Disease. I lifted my eyes to hers, and something passed between us. I knew her secret. She knew I knew her secret, because she jerked her hand away, her jacket's sleeve covering the evidence again.
"All right, Blaze," she said, tucking the badge into her jacket. "You're new here, so you get one pass. This was it. I'm telling you now: if you ever do something like that again here in Beacon, I will personally bring you to the council."
I barely suppressed my amusement; I sensed she wouldn't take it as well as Darcy. If only she knew the kinds of trials I'd already been through. Maybe someday she would.
Instead, I nodded. "Yes, ma'am."
She eyed me a beat longer before turning and leading us along the wall. "I'm taking you to the hospital. Once we get into the open, I'm going to be escorting you as the deputy captain.

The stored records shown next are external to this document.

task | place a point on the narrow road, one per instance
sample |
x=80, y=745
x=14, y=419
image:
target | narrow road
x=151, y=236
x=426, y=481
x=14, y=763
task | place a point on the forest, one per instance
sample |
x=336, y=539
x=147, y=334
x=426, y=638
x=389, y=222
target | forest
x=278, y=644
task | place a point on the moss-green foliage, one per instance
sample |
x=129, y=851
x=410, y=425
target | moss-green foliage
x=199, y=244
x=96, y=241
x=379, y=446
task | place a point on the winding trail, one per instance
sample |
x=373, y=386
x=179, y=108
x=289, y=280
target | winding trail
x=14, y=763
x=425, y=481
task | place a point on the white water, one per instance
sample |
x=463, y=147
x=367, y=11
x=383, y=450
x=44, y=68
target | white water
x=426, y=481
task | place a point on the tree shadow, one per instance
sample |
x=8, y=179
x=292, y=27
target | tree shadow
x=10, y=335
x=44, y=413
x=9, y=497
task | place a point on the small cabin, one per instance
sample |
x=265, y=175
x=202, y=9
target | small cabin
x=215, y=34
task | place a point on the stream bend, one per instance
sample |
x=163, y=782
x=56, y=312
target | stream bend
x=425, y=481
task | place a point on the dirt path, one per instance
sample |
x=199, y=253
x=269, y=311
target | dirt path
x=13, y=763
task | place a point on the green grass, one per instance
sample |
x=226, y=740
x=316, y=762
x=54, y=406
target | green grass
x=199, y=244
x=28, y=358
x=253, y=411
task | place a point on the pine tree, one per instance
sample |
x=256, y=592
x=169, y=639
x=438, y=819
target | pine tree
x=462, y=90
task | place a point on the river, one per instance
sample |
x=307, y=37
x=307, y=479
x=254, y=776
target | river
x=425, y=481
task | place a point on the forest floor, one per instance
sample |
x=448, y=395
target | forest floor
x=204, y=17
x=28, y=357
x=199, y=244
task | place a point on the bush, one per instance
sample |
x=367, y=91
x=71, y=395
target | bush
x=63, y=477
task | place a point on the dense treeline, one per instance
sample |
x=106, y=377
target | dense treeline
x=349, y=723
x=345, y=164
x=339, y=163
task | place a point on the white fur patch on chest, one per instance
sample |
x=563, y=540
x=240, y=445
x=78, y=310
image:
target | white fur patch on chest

Don't speak."
Darcy and I followed, her arm still around me for the few seconds we had out of view of the rest of the outpost. "And 8024," Zara added over her shoulder, "don't call me 'ma'am'—you're older than me."
We crossed in silence under the massive tree at the center of Beacon. An empty noose swung from its thickest branch.
Ahead, Zara walked with military precision, her body both formal and capable. And even though she hadn’t grown as tall as Darcy, her presence emanated large and intense around her. People’s eyes followed her, I noticed, as we passed through the center of the outpost.
This woman hadn’t just lived through adolescence—she’d thrived. Despite losing her parents and her sister, and despite her illness. I sensed she was just as strong as Darcy, though in a different, hard-bitten way.
She led us into the shadow of an alley, where a series of two-story buildings rose high on our right. Their windows bore curtains and the signs of residences, and I spotted a face peering down at us.